Monday, January 14, 2019

Music as Language (3)

I'm not trying to master Bach's E Minor sonata for flute and continuo, since I know I'll never master it. But I've been working on it for a few weeks and gradually coming to feel that I understand what's going on in the piece. Ra'anan Eylon, my first flute teacher, used to say, when he didn't think I was playing something right, that he didn't understand the music.
My son-in-law, who took a BA in linguistics, rejected the idea of music as a language, since it doesn't denote anything. But a listener can tell whether a performer understands what he or she is playing, whether the phrasing and dynamics, the tempo, the general feel, testify to a grasp of the music. And a sophisticated listener, who is familiar with the music, might either confirm that the performer's understanding was convincing, or object to it, or disagree but concede that it added to his or her own understanding of the music. If music isn't, at least metaphorically, a language, how can it be understood or misunderstood?

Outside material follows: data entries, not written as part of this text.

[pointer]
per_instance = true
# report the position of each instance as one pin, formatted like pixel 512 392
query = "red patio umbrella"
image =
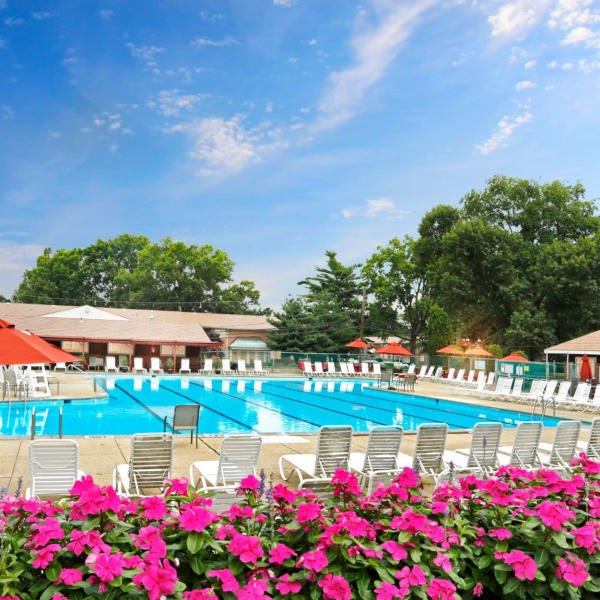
pixel 394 348
pixel 586 370
pixel 25 348
pixel 450 350
pixel 514 357
pixel 357 343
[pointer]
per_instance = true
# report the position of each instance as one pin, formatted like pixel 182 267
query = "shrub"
pixel 516 535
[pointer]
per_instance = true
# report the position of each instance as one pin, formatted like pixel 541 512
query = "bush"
pixel 516 535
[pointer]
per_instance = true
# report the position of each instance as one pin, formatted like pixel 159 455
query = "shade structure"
pixel 514 357
pixel 25 348
pixel 394 348
pixel 586 370
pixel 357 343
pixel 450 350
pixel 479 352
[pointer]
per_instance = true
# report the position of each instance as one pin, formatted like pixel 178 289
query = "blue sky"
pixel 278 129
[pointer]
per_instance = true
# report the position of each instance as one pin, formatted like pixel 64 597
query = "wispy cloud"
pixel 505 129
pixel 226 41
pixel 378 207
pixel 374 47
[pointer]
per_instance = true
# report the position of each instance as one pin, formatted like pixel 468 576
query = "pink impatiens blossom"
pixel 441 589
pixel 335 587
pixel 501 534
pixel 285 586
pixel 280 553
pixel 228 581
pixel 315 560
pixel 246 547
pixel 573 571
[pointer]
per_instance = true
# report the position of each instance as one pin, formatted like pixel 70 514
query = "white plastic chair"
pixel 238 458
pixel 333 451
pixel 53 467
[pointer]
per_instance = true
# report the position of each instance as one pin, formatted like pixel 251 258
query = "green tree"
pixel 440 330
pixel 400 288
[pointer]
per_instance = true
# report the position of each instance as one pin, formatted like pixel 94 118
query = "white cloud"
pixel 146 53
pixel 506 128
pixel 374 48
pixel 378 207
pixel 223 146
pixel 226 41
pixel 524 85
pixel 171 102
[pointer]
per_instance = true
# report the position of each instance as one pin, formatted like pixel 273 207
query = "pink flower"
pixel 108 566
pixel 573 571
pixel 280 553
pixel 44 556
pixel 501 534
pixel 196 518
pixel 307 511
pixel 524 566
pixel 335 587
pixel 246 547
pixel 314 559
pixel 440 589
pixel 395 549
pixel 154 508
pixel 441 560
pixel 554 514
pixel 158 579
pixel 70 576
pixel 285 586
pixel 228 582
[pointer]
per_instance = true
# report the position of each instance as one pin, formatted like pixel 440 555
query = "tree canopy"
pixel 131 271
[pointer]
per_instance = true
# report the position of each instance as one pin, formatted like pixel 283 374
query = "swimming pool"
pixel 275 405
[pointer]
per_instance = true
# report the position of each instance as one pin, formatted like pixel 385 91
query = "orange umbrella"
pixel 514 357
pixel 394 348
pixel 24 348
pixel 586 371
pixel 479 351
pixel 357 343
pixel 450 350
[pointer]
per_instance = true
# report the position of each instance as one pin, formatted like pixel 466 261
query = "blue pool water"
pixel 139 404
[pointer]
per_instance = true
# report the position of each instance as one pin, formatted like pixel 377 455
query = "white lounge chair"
pixel 333 451
pixel 155 365
pixel 186 417
pixel 150 463
pixel 207 366
pixel 524 451
pixel 53 467
pixel 428 455
pixel 138 365
pixel 111 365
pixel 379 463
pixel 482 456
pixel 563 447
pixel 258 368
pixel 237 459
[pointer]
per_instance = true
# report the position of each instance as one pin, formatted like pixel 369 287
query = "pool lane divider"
pixel 160 385
pixel 247 401
pixel 330 395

Learning to play the Bach sonata, or any other demanding piece, is like learning to recite a great poem or examining a great painting square centimeter by square centimeter, though a painting doesn't direct your experience as a viewer as powerfully as art that unfolds in time.
Written music is a bit like a computer program that makes the performer move and breathe the way it wants him or her to do. But people aren't sound cards. The performer responds to the instructions sent by the score, both before and after playing the notes. A comical way of looking at the performance of a string quartet, the musicians' movements, is to think of them as automatons whose behavior is controlled by the score on the music stands in front of them. But that's an unacceptable take on what's happening.
But reading music, especially when you are playing with other people, is participation in a scripted conversation, like the written dialogue in a play or film. You respond to many stimuli: to your own playing, to the playing of the others, and to the audience. Your performance is also a kind of dialogue with the composer, and with all the other musicians who have played the piece in question, even if you haven't heard them.
I have often been in groups of musicians playing a piece for the first time, a piece no one in the group has heard before, and I've often been astonished by how quickly the music takes shape. Together, the players understand it.